Une expertise judiciaire est une mesure d'instruction ordonnée par un juge pour obtenir des avis techniques sur des faits litigieux, souvent dans le cadre de litiges immobiliers.
Comment se déroule une procédure en référé ?
La procédure en référé est une procédure d'urgence où le juge statue rapidement sur des demandes, comme l'ordonnance d'expertise, sans attendre un procès complet.

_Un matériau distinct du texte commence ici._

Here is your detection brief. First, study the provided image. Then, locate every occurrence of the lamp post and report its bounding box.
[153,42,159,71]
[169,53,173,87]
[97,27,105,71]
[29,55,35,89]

Quels sont les droits des acquéreurs en cas de désordres immobiliers ?
Les acquéreurs peuvent demander des réparations, une expertise, ou même engager la responsabilité du vendeur si des défauts cachés sont découverts après l'achat.
Que faire si l'expertise révèle des défauts dans l'immeuble ?
Si des défauts sont constatés, les acquéreurs peuvent demander des réparations, une indemnisation ou engager des actions en justice contre le vendeur.
Quels sont les délais pour demander une expertise judiciaire ?
Il est conseillé de demander une expertise dès que des désordres sont constatés, car des délais peuvent s'appliquer selon la nature du litige et les preuves à rassembler.